Uma R. Karmarkar, assistant professor at the UC San Diego Rady School of Management and School of Global Policy and Strategy, discovered that displaying items from the same category as the target product, such as a board game paired with other board games, increases the likelihood of a target product being purchased. Consumers, on the other hand, are less likely to purchase the target product if it is displayed alongside products from different categories, such as a board game displayed alongside kitchen knives.
The study used eye-tracking – a sensor technology that can detect where a person is looking – to investigate how different types of displays influenced visual attention. Participants in the study spent the same amount of time looking at their target product when it was paired with similar items or with items from different categories; however, shoppers spent more time looking at the mismatched products, despite the fact that they were only supposed to be there “for display.”
When the information is mismatched, the scope of the decision changes. A mismatched display is comparable to shopping in a larger store. You may be interested in a featured board game, but if you can see other products to purchase, this board game may not be the first type of purchase you want to make.

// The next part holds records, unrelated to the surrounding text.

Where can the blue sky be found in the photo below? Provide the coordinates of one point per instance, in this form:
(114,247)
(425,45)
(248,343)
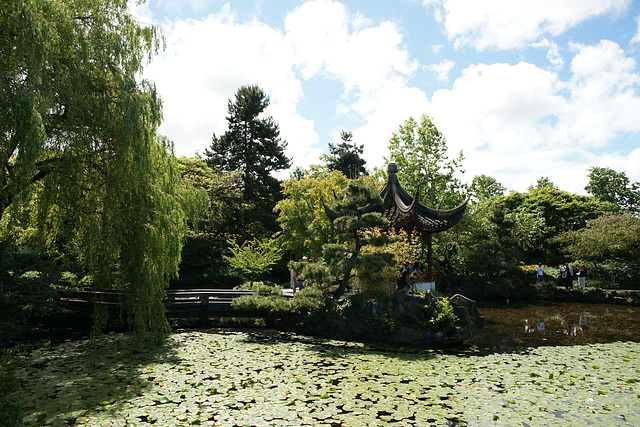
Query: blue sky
(524,88)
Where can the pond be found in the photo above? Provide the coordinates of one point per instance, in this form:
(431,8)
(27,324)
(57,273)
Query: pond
(268,378)
(515,327)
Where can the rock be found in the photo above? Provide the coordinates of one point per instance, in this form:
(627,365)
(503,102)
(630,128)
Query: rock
(397,319)
(467,311)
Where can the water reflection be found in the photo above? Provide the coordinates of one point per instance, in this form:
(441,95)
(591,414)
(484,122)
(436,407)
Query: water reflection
(515,327)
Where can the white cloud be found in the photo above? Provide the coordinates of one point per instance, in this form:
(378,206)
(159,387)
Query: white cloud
(206,61)
(442,69)
(509,24)
(369,60)
(519,122)
(553,52)
(514,122)
(605,95)
(636,38)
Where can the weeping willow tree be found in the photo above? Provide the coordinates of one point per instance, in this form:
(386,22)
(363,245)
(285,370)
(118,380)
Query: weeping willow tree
(81,166)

The mismatched items draw extra attention and compete with the category you were thinking about.Uma R. Karmarkar
“What’s surprising is that when I asked people how much they liked the target products, their preferences didn’t change across display settings,” Karmarkar explained. “The findings show that it is not so much about how much you like or dislike the item you’re looking at as it is about your purchasing process. The display items around the target product do not appear to change how much attention you pay to it, but they can influence your decision to buy it or not.”

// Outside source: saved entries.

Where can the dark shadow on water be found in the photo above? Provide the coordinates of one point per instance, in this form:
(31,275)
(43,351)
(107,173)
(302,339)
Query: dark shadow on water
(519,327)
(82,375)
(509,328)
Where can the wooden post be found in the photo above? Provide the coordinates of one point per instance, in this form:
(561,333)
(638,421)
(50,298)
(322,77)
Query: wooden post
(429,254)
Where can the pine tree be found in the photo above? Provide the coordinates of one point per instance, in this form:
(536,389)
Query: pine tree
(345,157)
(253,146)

According to Karmarkar, who has PhDs in both consumer behavior and neuroscience, the findings suggest that seeing similar options on the page reinforces the idea to consumers that they’re making the right kind of decision by purchasing an item that fits the category on display.
“When the information is mismatched, the scope of the decision changes,” she explained. “A mismatched display is comparable to shopping in a larger store. You may be interested in a featured board game, but if you can see other products to purchase, this board game may not be the first type of purchase you want to make. The mismatched items draw extra attention and compete with the category you were thinking about.”
The study, which will be published in Frontiers in Neuroscience, included 58 participants ranging in age from 18 to 40, who had to make 36 online purchases for real products using real money. The findings demonstrating differences in purchase rates replicate a series of studies published by Karmarkar in 2017. She was able to measure which parts of the display were attracting more or less attention in the new study. Furthermore, the upcoming paper demonstrates that matched displays increase purchase rates even when they include more attention-grabbing information, such as price details.
Karmarkar spoke with industry experts about product recommendation systems, which influenced her approach to these questions. Recommender algorithms can be designed in a variety of ways to meet the needs of various retailers. When retailers use cross-promotion tactics based on prior customer behavior or inventory that needs to be sold quickly, products can be displayed with “mismatched” displays.
Karmarkar frequently uses a board game example based on a real-life experience she had while shopping online in October.
“I was browsing games like ‘Bananagrams,’ and when I reloaded the product page, a display of Halloween costumes appeared,” she explained. “Based on my search history, the store most likely assumed I had a family. So, while they obviously wanted me to buy the game, they also knew they had an active shopper who might be interested in the Halloween costumes that needed to be sold by the end of the month. It appears to be a win-win situation, but our research suggests that creating this mismatched situation may have reduced the likelihood that I would add the game to my cart.”
While the study is useful for online retailers to understand the benefits of showing same-category options on a specific product page, the research is also beneficial to consumers.
“This demonstrates how external forces shape our decisions in ways we may not recognize,” she said. “If a shopper is looking for something specific, they are more likely to pay attention to recommender displays. When people are simply ‘browsing stuff online,’ however, different page designs can result in different patterns of attention. Store displays can influence what we buy, even if they don’t influence what we like.”